Pościg za kierowcą hondy pod Bydgoszczą. Nie zatrzymał się do kontroli
Dodano: 09.04.2017 | 16:21Sceny niczym z filmu sensacyjnego rozegrały się na terenie gminy Unisław i Dąbrowa Chełmińska.
Na zdjęciu: Mężczyźnie grozi pięć lat pozbawienia wolności.
Fot. KWP Bydgoszcz
Policjanci z podbydgoskiego Unisławia brali udział w miniony czwartek w pościgu za kierowcą hondy civic, który nie zatrzymał się do kontroli drogowej. Jak się okazało, pojazd był kradziony.
CZYTAJ TAKŻE: Wypadek z udziałem pijanego kierowcy w regionie.
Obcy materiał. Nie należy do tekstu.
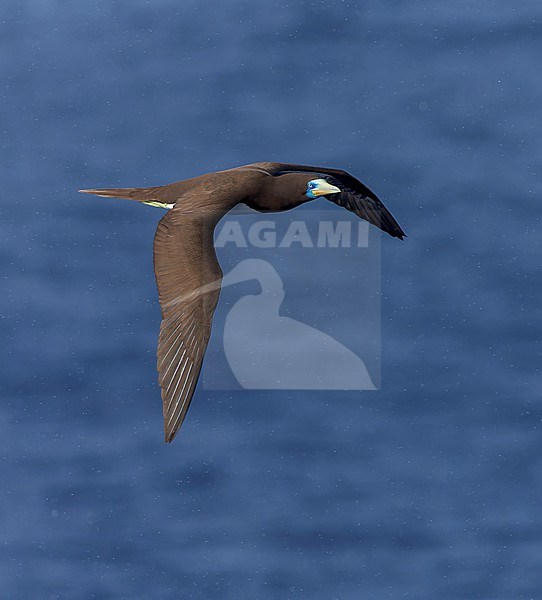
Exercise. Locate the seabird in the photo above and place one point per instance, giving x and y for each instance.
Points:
(187, 272)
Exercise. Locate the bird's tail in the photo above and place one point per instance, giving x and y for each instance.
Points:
(144, 195)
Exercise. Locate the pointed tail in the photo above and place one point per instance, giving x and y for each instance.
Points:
(144, 195)
(140, 194)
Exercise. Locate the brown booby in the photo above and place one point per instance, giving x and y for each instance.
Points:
(187, 272)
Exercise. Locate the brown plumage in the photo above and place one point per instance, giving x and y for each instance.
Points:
(187, 271)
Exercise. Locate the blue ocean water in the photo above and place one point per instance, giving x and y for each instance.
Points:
(430, 487)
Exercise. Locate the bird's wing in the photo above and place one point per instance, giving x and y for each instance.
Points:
(188, 277)
(354, 196)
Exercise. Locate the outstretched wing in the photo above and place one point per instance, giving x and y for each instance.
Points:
(354, 196)
(188, 277)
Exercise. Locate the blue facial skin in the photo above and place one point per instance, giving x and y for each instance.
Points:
(311, 186)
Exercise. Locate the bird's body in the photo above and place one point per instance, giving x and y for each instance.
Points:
(187, 271)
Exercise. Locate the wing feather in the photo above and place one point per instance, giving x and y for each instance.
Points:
(355, 196)
(188, 277)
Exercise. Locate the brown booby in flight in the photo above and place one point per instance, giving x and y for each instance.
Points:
(187, 271)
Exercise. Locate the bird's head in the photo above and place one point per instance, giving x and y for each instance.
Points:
(320, 187)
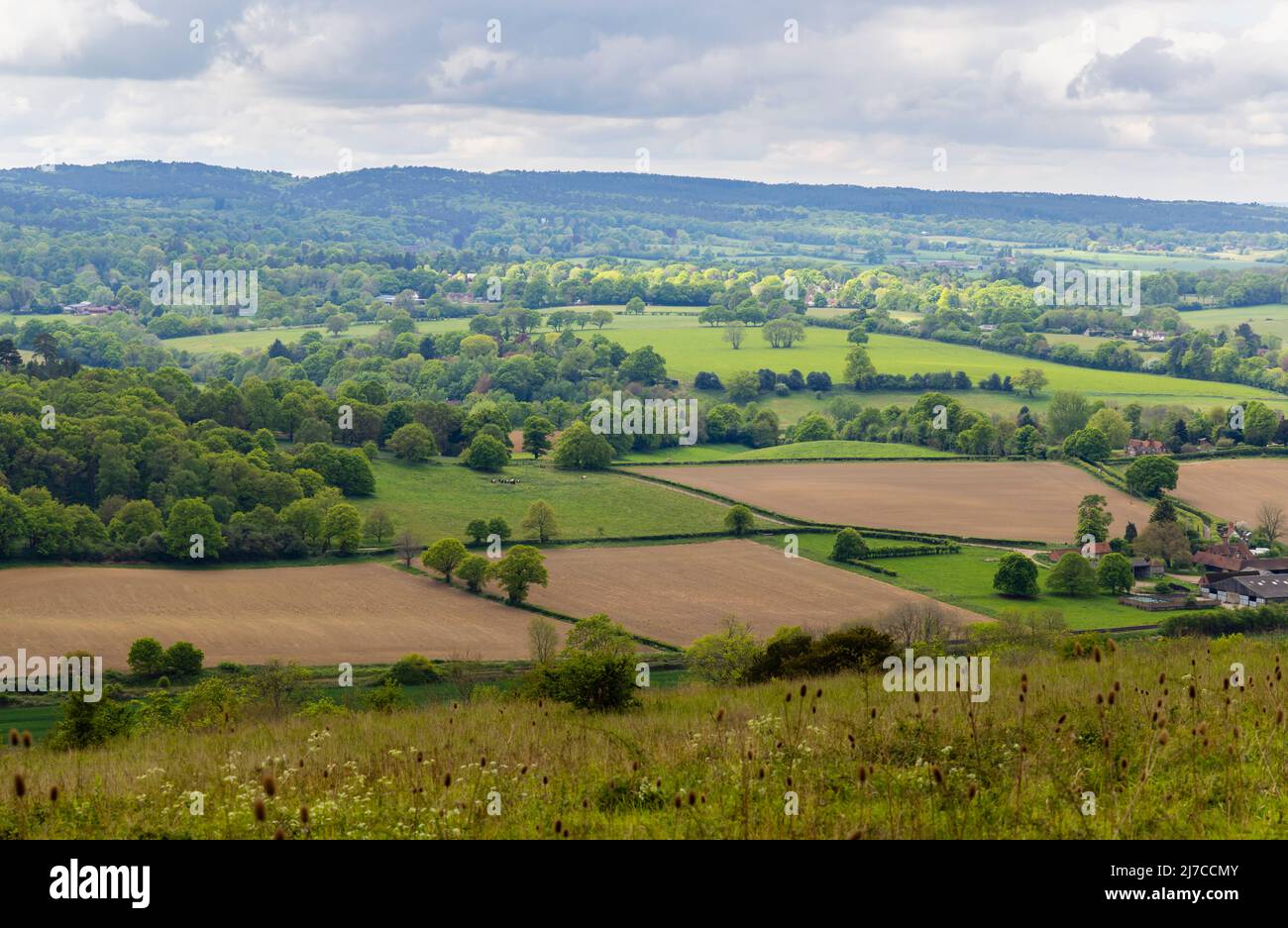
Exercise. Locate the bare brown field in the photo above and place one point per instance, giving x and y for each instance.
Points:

Do szpitala zabrał go helikopter
Funkcjonariusze patrolujący tereny gmin Unisław oraz Dąbrowa Chełmińska chcieli tuż przed godziną 23:00 skontrolować mężczyznę, który prowadził auto z niesprawnym jednym ze świateł mijania. Mimo sygnałów od mundurowych, nie zatrzymał się on do kontroli, co więcej – przyspieszył i zaczął uciekać. – Policjanci podjęli więc pościg za uciekającym kierowcą – mówi asp. szt. Gabriera Andrzejczyk z komendy policji w Chełmnie.
Ostatecznie, interweniującym udało się zatrzymać pojazd. – Okazało się, że tego samego dnia został on skradziony na terenie gminy Dąbrowa Chełmińska – dodaje Andrzejczyk.
Sprawcą okazał się 31-letni mieszkaniec tej samej gminy. Usłyszał już zarzut kradzieży, za co grozi mu kara do pięciu lat pozbawienia wolności. Wobec mężczyzny zastosowano środek zapobiegawczy w postaci dozoru policyjnego.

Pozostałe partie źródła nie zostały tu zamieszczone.